The AI bot, which uses machine learning to generate natural language text, was further found to do better on true/false questions (68.7 per cent correct) and multiple-choice questions (59.5 per cent), but struggled with short-answer questions (between 28.7 and 39.1 per cent).

In general, the researchers said that higher-order questions were harder for ChatGPT to answer. In fact, sometimes ChatGPT was found to provide authoritative written descriptions for incorrect answers, or answer the same question different ways.

They also found that ChatGPT often provided explanations for its answers, even if they were incorrect. Other times, it went on to select the wrong multiple-choice answer, despite providing accurate descriptions.

Researchers importantly noted that ChatGPT sometimes made up facts. For example, when providing a reference, it generated a real-looking reference that was completely fabricated. The work and sometimes the authors did not even exist.

The bot was seen to also make nonsensical mathematical errors such as adding two numbers in a subtraction problem, or dividing numbers incorrectly.

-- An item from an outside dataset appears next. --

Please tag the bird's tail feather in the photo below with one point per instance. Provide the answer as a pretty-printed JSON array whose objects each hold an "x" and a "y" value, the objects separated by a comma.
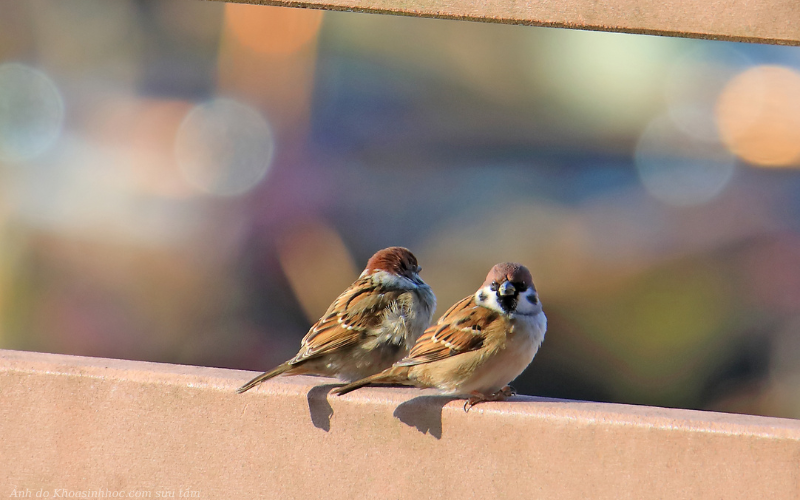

Wanting to add to the intense ongoing debate about how how models like ChatGPT should factor into education, lead study author David Wood, a BYU professor of accounting, decided to recruit as many professors as possible to see how the AI fared against actual university accounting students.

His co-author recruiting pitch on social media exploded: 327 co-authors from 186 educational institutions in 14 countries participated in the research, contributing 25,181 classroom accounting exam questions.

They also recruited undergraduate BYU students to feed another 2,268 textbook test bank questions to ChatGPT. The questions covered AIS, auditing, financial accounting, managerial accounting and tax, and varied in difficulty and type (true/false, multiple choice, short answer).